What’s Improved in SQL Server 2014 with Respect to Columnstore Index of SQL Server 2012
Columnstore index has been designed to substantially accelerate common data warehouse queries, which require scanning, aggregation and filtering of large amounts of data or joining multiple tables like a star schema (primarily performs bulk loads and read-only queries). Although it has several limitation in SQL Server 2012, SQL Server 2014 overcomes them:
- We can create only one non-clustered column store index on a table although we can include all the columns of the table in the single index.
- SQL Server 2014 enhances it to add support for creating Clustered Columnstore Index.
- When we create a column store index and it makes the table read only,
- With SQL Server 2014, you can create a columnstore index without having much impact on write-ability on the table. This means you can issue some INSERT, UPDATE, DELETE statements with a table with clustered columnstore index. No more tedious workaround is required for writing data to a table with columnstore index in this release like the previous release.
For columnstore index, ALTER INDEX … REBUILD has a new COLUMNSTORE_ARCHIVE data compression option that further compresses the specified partitions of a columnstore index, resulting in even less disk space being used. You can use this option for archival, or for other situations that require a smaller data storage size and can afford more time for storage and retrieval.
Getting Started with Column Store Index in SQL Server 2014
Here is the basic syntax for creating clustered columnstore index as well as for creating non-clustered columnstore index. For exhaustive detail and explanation, click here.
--Create a clustered columnstore index. CREATE CLUSTERED COLUMNSTORE INDEX index_name ON table_name WITH ( DROP_EXISTING OR MAX_DOP) ON partition_scheme_name | filegroup_name | default --Create a non-clustered columnstore index. CREATE NONCLUSTERED COLUMNSTORE INDEX index_name ON table_name COLUMN columns_name WITH ( DROP_EXISTING OR MAX_DOP) ON partition_scheme_name | filegroup_name | default
Normally, when we create a clustered index on a row store we need to specify columns going to be part of the clustered index whereas clustered columnstore index includes all columns in the table itself and is the method for storing the entire table. This is the reason, if you notice in the above syntax, it does not specify columns with clustered columnstore index.
Points to Remember
- In SQL Server 2014, you can still create a non-clustered columnstore index as you can in SQL Server 2012 though the non-clustered columnstore index is used for read-only queries, and is not updateable. Only clustered columnstore index is updateable.

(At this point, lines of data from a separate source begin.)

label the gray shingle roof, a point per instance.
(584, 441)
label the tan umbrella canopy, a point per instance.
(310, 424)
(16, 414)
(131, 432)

- You can create clustered columnstore index in the Enterprise, Developer, and Evaluation editions and once created a table cannot have any type of non-clustered index, unique constraints, primary key constraints, or foreign key constraints.
- If your table has a non-clustered columnstore index you can create unique constraints, primary key constraints, or foreign key constraints, though the constraints cannot be included in the non-clustered columnstore index.
- To change definition of non-clustered columnstore index, you must drop and re-create the non-clustered columnstore index instead; you cannot use ALTER INDEX statement. Though you can use ALTER INDEX to disable and rebuild a columnstore index.
- When creating non-clustered columnstore index you cannot include sparse columns and cannot use INCLUDE or ASC or DESC clause.
- When you create clustered columnstore index, the index itself contains the data whereas in the case of non-clustered columnstore index, additional storage is required to store a copy of the columns in the non-clustered columnstore index.
- Clustered columnstore index cannot be combined with any other indexes (it’s the only index) whereas in the case of non-clustered columnstore index you can create other indexes on the table as well.
In this article, I talked about the basics of clustered columnstore index, its benefits, comparison with non-clustered columnstore index and how to get started with creating it. In my next article, I am going to talk in more detail about different concepts, key terms, and internal workings of columnstore index and provide you with some examples and some performance tests.